Healthy soils lift animal weights
Animal performance on individual fields was positively associated with level of soil organic carbon, a common measure of soil "health” for sustainable farming.
Photo by Rothamsted Research
Individual pastures on livestock farms yield surprisingly dissimilar benefits to a farm’s overall agricultural income, and those differences are most likely attributable to the varying levels of “soil health” provided by its grazing livestock, according to a new study.
The study, produced by an interdisciplinary team of 13 scientists and two doctoral students from Rothamsted Research in the U.K., evaluated how efficiently nutrients are used on a livestock farm on a field-by-field basis and linked soil health to animal growth.
The team developed a method to derive the contribution of individual fields to an animal’s growth and, in the process, has opened up the possibility of using field-scale metrics as indicators of animal performance and agricultural productivity, an announcement said. The findings appear in the journal Animal.
“The prospect that commercial livestock producers could improve their productivity by purely changing rotational patterns is exciting,” said study leader Taro Takahashi, an agricultural economist at Rothamsted’s North Wyke Farm Platform (NWFP). “Unlike many alternative technologies, this will not require any capital investment.”
The majority of livestock farms in the U.K. operate rotational grazing, which involves moving animals from one field to another. While this practice supplies more fresh forage to animals throughout the season, it makes farming systems more difficult to monitor and optimize, said Takahashi, who is also senior lecturer in sustainable livestock systems and food security with the Bristol Veterinary School at the University of Bristol in the U.K.

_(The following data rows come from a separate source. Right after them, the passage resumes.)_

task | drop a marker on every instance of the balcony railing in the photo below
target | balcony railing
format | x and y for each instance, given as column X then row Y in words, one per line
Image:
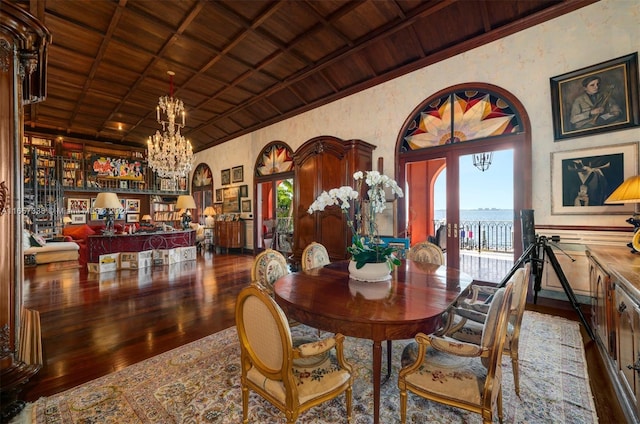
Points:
column 490, row 236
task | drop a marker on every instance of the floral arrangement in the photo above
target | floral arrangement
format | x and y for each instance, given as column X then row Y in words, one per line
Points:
column 367, row 246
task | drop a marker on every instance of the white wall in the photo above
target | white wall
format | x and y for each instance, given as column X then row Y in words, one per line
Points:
column 521, row 63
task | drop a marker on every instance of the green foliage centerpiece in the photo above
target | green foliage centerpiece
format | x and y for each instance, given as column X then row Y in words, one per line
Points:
column 366, row 248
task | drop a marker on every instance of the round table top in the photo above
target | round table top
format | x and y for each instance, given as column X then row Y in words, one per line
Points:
column 414, row 298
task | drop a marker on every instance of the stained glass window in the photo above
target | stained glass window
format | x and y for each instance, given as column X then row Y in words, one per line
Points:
column 275, row 159
column 459, row 117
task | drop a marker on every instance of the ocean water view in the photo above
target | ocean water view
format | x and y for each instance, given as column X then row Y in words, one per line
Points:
column 478, row 215
column 482, row 229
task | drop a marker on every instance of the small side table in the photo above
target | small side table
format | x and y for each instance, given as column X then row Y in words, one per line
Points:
column 208, row 238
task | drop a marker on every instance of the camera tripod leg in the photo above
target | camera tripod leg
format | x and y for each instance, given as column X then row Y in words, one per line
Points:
column 567, row 289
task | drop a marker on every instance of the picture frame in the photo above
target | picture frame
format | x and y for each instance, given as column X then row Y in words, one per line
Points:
column 76, row 206
column 237, row 174
column 79, row 218
column 231, row 200
column 133, row 205
column 582, row 179
column 225, row 176
column 133, row 217
column 613, row 104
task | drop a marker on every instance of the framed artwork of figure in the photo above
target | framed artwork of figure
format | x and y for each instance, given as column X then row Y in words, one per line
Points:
column 596, row 99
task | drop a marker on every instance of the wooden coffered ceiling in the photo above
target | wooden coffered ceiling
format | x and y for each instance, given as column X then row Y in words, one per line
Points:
column 242, row 65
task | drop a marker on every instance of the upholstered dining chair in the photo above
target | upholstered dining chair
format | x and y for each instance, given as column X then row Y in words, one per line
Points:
column 472, row 312
column 268, row 266
column 314, row 255
column 268, row 358
column 426, row 252
column 459, row 374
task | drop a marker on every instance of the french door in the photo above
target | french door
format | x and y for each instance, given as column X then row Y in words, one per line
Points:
column 471, row 214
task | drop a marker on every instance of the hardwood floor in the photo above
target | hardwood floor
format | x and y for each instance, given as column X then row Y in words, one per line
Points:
column 95, row 324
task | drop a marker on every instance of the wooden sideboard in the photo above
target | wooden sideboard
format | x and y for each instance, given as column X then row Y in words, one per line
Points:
column 229, row 235
column 614, row 279
column 102, row 244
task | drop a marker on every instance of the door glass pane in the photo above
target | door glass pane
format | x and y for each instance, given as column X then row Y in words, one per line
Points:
column 486, row 216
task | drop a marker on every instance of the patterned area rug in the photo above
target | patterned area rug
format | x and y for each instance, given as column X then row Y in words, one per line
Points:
column 200, row 383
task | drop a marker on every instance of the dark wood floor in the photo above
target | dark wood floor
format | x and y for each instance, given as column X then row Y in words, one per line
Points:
column 95, row 324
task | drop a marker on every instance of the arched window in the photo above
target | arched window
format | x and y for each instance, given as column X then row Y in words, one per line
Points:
column 273, row 190
column 444, row 159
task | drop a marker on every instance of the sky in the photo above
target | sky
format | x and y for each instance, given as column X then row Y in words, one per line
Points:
column 492, row 188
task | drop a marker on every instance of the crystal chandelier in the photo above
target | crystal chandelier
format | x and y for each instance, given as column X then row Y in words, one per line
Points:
column 482, row 161
column 170, row 154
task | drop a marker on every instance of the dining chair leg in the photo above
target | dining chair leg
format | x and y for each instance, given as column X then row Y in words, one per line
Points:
column 388, row 361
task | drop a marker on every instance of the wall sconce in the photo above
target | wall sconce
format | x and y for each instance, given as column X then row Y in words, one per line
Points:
column 184, row 203
column 109, row 202
column 209, row 213
column 629, row 192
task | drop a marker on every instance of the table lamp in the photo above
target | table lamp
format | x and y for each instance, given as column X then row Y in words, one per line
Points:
column 209, row 212
column 109, row 202
column 186, row 202
column 629, row 192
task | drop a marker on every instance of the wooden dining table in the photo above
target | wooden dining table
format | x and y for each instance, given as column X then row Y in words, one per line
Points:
column 412, row 301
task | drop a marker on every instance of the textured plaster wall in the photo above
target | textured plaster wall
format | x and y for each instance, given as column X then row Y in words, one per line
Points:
column 521, row 63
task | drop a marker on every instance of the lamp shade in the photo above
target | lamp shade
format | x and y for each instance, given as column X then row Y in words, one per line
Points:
column 627, row 192
column 107, row 201
column 185, row 201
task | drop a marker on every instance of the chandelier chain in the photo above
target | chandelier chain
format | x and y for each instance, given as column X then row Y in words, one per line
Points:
column 169, row 153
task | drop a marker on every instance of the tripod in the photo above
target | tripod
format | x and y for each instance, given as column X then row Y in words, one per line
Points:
column 535, row 253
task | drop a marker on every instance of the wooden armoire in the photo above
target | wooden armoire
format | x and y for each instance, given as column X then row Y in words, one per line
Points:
column 323, row 163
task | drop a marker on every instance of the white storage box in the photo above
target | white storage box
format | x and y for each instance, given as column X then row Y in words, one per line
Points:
column 188, row 253
column 106, row 263
column 135, row 260
column 166, row 256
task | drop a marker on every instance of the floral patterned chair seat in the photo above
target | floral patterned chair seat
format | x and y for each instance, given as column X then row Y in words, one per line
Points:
column 459, row 374
column 268, row 360
column 314, row 255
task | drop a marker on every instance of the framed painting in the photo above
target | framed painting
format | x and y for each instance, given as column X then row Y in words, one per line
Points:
column 596, row 99
column 133, row 217
column 237, row 174
column 79, row 218
column 133, row 205
column 231, row 200
column 75, row 206
column 581, row 180
column 225, row 176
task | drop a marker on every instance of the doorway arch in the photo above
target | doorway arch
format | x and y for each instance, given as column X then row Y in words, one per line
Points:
column 273, row 188
column 456, row 122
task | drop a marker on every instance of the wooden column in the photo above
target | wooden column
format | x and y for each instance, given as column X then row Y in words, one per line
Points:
column 23, row 49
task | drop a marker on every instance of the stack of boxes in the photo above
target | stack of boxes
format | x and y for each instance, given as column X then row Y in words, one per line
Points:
column 144, row 259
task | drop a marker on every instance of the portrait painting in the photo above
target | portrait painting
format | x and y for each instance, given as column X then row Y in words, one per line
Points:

The problem has been the difficulty of linking an animal’s performance to field measurements, such as soil health, because animals spend only a fraction of time in each field, which may also be used to produce silage for winter. Under such complexity, collating required information manually was not practical; the latest method provides a shortcut.
The NWFP team found that animal performance on individual fields was positively associated with the level of soil organic carbon, a common measure of soil "health" for sustainable farming. The team also discovered that fields grazed more intensively had healthier soils and were less prone to water and nutrient losses.
“Without our unique experimental design to separate hydrological flows from individual grazing fields, you couldn’t accurately quantify any nutrients being lost, as the majority would be dissolved in water,” noted Paul Harris, one of the study’s authors and the principal investigator at North Wyke, which consists of three instrumented farms covering 63 hectares.
“The correlation between soil health and animal performance is a major finding that confirms the huge amount of anecdotal evidence linking soil parameters and live weight gain,” said Michael Lee, head of the North Wyke department of sustainable agriculture sciences and also professor of sustainable livestock systems at the Bristol Veterinary School. “This study illustrates the multifaceted interactions between soil health, ecological surroundings and grazing animals that are so often overlooked in favor of more simplistic narratives.”
NWFP is a U.K. National Capability funded by the Biotechnology & Biological Sciences Research Council (BBSRC); its facility and data sets are open to all researchers. This study was carried out as part of Soil to Nutrition, one of Rothamsted’s five institute strategic programs that also is supported by BBSRC.
Rothamsted Research, founded in 1843, is the longest-running agricultural research institute in the world. It works from gene to field with a history of groundbreaking discoveries, from crop treatment to crop protection and from statistical interpretation to soil management. Through independent science and innovation, Rothamsted makes contributions to improving agri-food systems in the U.K. and internationally.